Selected Source Material
- Alexander von Humboldt, Personal Narrative of Travels to the Equinoctial Regions of the New Continent
- Charles Darwin, Voyage of the Beagle
- Ida Pfeiffer, A Lady's Second Journey Round the World
ESF 28 & 28A | Identity in the American Imagination | Allyson Hobbs
This course explores the ways that racial identity has been experienced, represented, and contested throughout American history, from Sally Hemings in the eighteenth century to the contemporary lives of everyday people living in the twenty-first century. Engaging historical, legal, and literary texts and films, this course examines major historical transformations that have shaped our understanding of racial identity. This course also draws on other imaginative modes—including autobiography, memoir, photography, and music—to consider the ways that racial identity has been represented in American society. Most broadly, this course interrogates the problem of American identity and examines the interplay between racial identity and American identity. Ways TBD.
ESF 29 & 29A | Immigration and the Making of the United States | Ana Minian
This course introduces students to the history of immigration to the United States, examining why people migrated, how governments regulated mobility, and how newcomers transformed the United States while maintaining attachments to their countries of origin. Rather than treating immigration as a single story, the course explores many migrations—voluntary and forced, documented and undocumented, welcomed and resisted. Students will read major works of scholarship and examine a range of historical sources, including letters, photographs, government records, oral histories, and films, in order to explore how migrants experienced movement, settlement, and exclusion. Throughout the quarter, we will connect past migrations to contemporary issues such as asylum, deportation, detention, and debates over national identity. Ways approval pending.

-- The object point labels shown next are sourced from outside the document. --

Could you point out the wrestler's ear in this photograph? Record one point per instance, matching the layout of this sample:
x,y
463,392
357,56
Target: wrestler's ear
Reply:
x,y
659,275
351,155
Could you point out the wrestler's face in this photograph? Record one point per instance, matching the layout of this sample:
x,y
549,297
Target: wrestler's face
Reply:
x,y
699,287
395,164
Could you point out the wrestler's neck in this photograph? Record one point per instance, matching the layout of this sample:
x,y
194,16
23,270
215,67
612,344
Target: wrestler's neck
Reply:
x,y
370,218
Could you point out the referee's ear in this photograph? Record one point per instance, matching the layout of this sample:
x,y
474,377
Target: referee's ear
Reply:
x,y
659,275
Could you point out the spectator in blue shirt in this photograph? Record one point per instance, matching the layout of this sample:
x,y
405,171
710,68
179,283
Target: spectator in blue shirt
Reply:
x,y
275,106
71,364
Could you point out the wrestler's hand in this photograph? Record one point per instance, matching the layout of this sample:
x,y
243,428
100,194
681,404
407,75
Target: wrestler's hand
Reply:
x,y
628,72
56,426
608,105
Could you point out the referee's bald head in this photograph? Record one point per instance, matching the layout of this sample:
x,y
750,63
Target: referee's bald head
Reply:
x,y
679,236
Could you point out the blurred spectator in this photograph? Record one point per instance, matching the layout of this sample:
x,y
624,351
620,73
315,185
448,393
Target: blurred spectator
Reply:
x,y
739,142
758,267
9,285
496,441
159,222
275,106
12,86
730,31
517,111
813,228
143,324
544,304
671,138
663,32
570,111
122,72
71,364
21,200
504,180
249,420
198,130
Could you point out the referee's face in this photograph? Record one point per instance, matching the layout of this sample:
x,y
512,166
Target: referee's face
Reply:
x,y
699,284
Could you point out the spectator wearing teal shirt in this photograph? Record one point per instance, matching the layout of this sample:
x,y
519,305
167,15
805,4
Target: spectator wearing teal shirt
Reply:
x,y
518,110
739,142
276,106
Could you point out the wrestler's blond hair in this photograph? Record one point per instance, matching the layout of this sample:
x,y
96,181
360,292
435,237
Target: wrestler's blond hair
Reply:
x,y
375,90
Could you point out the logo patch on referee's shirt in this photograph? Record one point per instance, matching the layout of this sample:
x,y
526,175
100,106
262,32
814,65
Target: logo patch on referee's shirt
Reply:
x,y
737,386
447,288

ESF 30 & 30A | The God-Shaped Question: Thought, Practice, and the Formation of the Self | Vincent Barletta
Are we connected to something beyond what we see and touch? What is our relation to the infinite? This course examines how philosophers, poets, and artists have approached these questions as matters of education and self-development. We begin with classical and medieval accounts of transcendence (e.g., Plato and Thomas Aquinas) then turn to modern analyses of the infinite (e.g., Simone Weil and Edith Stein). Non-Western perspectives such as texts in the Kyoto School expand and reframe the question. Pairing practice with theory, the course also places conceptual and sacred texts in dialogue with poetry, film, and music. Throughout the course, students explore how they might incorporate the transcendent into their daily and intellectual life—and what is at stake in its presence or absence. Ways approval pending.